Nuno Rebocho - Nascido em 1945, em Queluz (Portugal), viveu em Moçambique desde os três meses de idade até 1962. Jornalista, poeta e andarilho – bastou-lhe ter estado preso por cinco anos na Cadeia do Forte de Peniche (por cinco anos, motivos políticos), para recusar ser animal sedentário. Viveu a imprensa regional (Notícias da Amadora, Jornal de Sintra, Aponte, A Nossa Terra, Jornal da Costa do Sol, Comércio do Funchal, entre outros), foi redactor da Grande Enciclopédia Portuguesa e Brasileira, das revistas O Tempo e O Modo e Vida Mundial, em diferentes diários e semanários, e é chefe de redacção da Antena 2 da RDP. Colaborador de Acontece en Sorocaba (Brasil) e Liberal (Cabo Verde).
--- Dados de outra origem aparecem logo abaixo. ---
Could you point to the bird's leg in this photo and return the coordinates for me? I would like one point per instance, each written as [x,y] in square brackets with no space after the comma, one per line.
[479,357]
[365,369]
Autor de “Breviário de João Crisóstomo”, “Uagudugu”, “Memórias de Paisagem”, “Invasão do Corpo”, “Manifesto (Pu)lítico”, “Santo Apollinaire, meu santo”, “A Nau da India”, “A Arte de Matar”, “Cantos Cantábricos”, “Poemas do Calendário”, “Manual de Boas Maneiras”, “A Arte das Putas” (poesia), “Estórias de Gente” (crónicas), “O 18 de Janeiro de 1934”, “A Frente Popular Antifascista em Portugal”, “A Companhia dos Braçais do Bacalhau” (investigação histórica), está representado em diversas antologias e colectâneas em Portugal, Espanha e Brasil. Tem colaborado em catálogos para exposições de artes plásticas: Ramón Catalan, Deolinda, Carlos Eirão, Alfredo Luz, Edgardo Xavier, João Alfaro, Maria José Vieira, Ricardo Gigante, Ana Horta, Isabel Teixeira de Sousa, Nuno Medeiros, Viana Baptista, Teresa Ribeiro, Rico Sequeira, João Ribeiro, José Manuel Man... Comissariou a Bienal do Mediterrâneo, Dubrovnik (Croácia), em 1999.